As anti-money-laundering challenges escalate and new liability shifts loom on the horizon for 2024, fintechs must be prepared. Proactive measures are crucial for establishing a firm foothold in the fintech landscape. Reactive approaches will only leave businesses vulnerable to attacks and financial losses.
In a recent PaymentsJournal podcast, Matt Herren, Director of Product Management at CSI, and Jennifer Pitt, Senior Analyst of Fraud and Cybersecurity at Javelin Strategy & Research, delved into how the regulatory landscape has evolved, the importance of security for growth, and the proactive vs. reactive approach to risk mitigation.
The Evolution of Regulation
From the start, fintechs functioned within a less stringent regulatory environment. However, even then, they were obligated to adhere to anti-money-laundering (AML) and know-your-customer (KYC) regulations. As fintechs expand in scale and impact, new regulatory frameworks have emerged to address issues such as data privacy and security.
“The regulatory landscape for fintechs is in an emerging evolutionary state right now,” Herren said. “It might be less stringent than banks, but as they grow—and their services become more complex—it’s an inevitability to be subjected to additional levels of scrutiny.”
FinCEN publications, issued by the Financial Crimes Enforcement Network, regularly communicate new or revised regulations for financial institutions to remain in compliance with AML and Combating the Financing of Terrorism (CFT) rules. Some regulations, including the Customer Due Diligence (CCD) rule, have included FIs and non-banks. This requires FIs and fintechs to authenticate the identities of their customers to stop money laundering and terrorist financing.
“We’re also going to see a shift toward the FRAML (fraud and anti-money-laundering) framework,” Pitt said. “The convergence of fraud and money laundering are often intertwined with money mules or predicate crimes.
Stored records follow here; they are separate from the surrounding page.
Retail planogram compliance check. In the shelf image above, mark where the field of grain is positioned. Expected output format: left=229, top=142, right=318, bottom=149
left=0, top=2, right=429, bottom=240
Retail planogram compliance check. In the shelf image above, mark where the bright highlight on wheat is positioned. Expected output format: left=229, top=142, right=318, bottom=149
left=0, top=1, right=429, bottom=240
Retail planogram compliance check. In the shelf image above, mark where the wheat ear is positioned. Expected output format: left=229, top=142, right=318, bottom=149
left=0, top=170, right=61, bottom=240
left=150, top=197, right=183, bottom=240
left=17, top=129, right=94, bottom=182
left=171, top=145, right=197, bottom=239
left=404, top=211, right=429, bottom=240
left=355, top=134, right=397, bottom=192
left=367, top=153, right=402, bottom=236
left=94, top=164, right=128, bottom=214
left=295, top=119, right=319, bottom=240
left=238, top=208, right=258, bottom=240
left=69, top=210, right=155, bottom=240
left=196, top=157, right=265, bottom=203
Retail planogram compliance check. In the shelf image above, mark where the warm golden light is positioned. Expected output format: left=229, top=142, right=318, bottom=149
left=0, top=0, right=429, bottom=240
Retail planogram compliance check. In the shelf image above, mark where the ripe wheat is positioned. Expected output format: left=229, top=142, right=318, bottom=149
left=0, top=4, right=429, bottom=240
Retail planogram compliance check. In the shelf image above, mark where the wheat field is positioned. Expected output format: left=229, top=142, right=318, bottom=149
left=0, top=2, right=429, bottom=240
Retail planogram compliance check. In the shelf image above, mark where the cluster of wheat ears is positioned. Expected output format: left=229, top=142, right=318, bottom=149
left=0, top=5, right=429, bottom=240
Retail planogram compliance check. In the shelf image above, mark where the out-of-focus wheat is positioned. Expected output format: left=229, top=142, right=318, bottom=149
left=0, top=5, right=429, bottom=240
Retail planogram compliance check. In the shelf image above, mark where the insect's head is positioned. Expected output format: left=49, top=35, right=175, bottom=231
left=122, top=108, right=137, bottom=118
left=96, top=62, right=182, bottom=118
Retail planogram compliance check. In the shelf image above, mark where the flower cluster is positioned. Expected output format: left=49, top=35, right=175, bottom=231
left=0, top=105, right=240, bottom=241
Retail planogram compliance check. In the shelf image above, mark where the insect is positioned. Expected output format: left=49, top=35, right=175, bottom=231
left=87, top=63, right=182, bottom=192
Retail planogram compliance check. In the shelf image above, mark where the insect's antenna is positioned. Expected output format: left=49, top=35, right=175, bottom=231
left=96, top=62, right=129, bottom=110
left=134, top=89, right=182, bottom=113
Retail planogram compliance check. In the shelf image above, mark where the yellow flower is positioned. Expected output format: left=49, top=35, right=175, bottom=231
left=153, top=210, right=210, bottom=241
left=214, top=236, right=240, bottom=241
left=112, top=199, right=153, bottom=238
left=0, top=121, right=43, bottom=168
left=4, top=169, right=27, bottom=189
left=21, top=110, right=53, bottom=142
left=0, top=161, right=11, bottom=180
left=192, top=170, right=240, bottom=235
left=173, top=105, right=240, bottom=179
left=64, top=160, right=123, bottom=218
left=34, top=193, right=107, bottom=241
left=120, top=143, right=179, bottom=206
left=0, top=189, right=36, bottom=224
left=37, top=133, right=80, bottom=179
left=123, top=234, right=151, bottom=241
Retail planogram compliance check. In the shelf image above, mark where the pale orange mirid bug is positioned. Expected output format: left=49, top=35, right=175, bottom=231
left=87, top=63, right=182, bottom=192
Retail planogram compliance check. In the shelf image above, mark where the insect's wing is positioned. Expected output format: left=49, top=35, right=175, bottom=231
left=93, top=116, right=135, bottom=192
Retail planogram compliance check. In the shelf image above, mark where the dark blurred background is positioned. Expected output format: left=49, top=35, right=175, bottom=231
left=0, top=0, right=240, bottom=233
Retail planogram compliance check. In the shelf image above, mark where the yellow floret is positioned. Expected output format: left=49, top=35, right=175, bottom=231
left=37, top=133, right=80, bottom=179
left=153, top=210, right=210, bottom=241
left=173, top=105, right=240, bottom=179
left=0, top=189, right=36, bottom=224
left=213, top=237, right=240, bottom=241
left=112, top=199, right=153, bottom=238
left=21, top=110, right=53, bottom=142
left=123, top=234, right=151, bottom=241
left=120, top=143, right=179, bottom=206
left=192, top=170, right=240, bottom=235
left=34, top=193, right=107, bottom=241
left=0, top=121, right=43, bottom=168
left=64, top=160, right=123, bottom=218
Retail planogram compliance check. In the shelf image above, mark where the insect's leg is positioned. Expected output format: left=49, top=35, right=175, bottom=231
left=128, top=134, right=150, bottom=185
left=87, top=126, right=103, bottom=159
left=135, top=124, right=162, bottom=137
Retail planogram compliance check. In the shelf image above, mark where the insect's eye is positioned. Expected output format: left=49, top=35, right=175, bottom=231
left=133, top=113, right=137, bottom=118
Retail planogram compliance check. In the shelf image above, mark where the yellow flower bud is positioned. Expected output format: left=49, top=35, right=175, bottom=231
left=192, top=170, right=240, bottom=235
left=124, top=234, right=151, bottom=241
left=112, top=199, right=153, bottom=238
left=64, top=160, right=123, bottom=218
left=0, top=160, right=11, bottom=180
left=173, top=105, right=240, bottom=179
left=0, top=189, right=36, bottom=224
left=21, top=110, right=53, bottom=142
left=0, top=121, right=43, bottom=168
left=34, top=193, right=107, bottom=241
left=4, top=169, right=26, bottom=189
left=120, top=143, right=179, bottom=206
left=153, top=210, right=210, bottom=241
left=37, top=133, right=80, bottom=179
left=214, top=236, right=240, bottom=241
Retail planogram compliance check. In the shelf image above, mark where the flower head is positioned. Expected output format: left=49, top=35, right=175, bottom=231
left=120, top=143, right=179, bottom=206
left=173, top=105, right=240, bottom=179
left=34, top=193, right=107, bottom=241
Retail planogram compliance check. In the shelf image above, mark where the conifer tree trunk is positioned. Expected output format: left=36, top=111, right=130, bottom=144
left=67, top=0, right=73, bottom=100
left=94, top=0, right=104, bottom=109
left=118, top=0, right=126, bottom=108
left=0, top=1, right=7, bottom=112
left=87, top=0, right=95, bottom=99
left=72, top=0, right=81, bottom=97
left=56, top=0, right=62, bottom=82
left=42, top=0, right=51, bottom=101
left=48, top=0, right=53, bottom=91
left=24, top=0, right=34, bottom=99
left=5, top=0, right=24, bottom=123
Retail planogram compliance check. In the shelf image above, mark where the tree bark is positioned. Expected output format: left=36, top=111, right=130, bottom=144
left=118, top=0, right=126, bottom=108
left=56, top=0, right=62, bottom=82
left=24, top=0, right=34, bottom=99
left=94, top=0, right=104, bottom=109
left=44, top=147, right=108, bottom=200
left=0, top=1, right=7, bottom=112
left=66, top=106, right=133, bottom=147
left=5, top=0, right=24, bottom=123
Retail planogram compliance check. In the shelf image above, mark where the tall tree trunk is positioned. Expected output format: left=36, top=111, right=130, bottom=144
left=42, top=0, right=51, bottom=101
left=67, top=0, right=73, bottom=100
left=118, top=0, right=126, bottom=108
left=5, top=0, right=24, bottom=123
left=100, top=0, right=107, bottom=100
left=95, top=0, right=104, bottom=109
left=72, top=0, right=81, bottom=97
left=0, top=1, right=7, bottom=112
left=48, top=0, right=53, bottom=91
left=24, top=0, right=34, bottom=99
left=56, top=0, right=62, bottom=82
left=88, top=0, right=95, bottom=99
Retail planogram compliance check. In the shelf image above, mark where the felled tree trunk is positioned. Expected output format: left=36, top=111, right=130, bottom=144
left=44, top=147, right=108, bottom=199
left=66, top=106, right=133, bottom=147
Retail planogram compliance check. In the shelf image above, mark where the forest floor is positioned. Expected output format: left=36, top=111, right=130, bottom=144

Regulatory aspects of fintechs are going to have to incorporate a FRAML framework—not only with the actual fintech products but also investigations on both fintech providers and financial providers.”
Shifting Fraud Liability
Faster payments have brought about heightened concern regarding fraud risks, allowing malicious actors to exploit vulnerabilities. Although new fintechs seek rapid customer expansion, it’s crucial to complement growth strategies with robust security solutions. Failure to do so could undermine customer trust and jeopardize long-term success.
“You see startups, upstarts who are in customer acquisition mode—they’re not necessarily thinking about these [fraud liability] things,” Herren said. “But subsequent fines and lawsuits, they really do have an impact down the line because they’re not able to keep going. A suspension of operations to a company that’s 18 months old is essentially a death sentence.
“Any organization in that situation has to be thinking, ‘You know what, what would happen if we were to encounter that and try to avoid it on the upfront?’”
In most of these fraud incidents, consumers are stuck in the middle, losing large sums of money without a resolution. Understandably, they’re looking for better protection, and one way to give it to them is through a collaboration with FIs.
“We’ve seen the fraud, the consent orders come through banks recently, but there’s also been fintech fraud and money laundering,” Pitt said. “You look at the NFT (non-fungible token) and cryptocurrency space, at some of the online platforms like Venmo, PayPal and GoFundMe, and there is a lot of fraud that’s happening with that, and customers are really not happy about that.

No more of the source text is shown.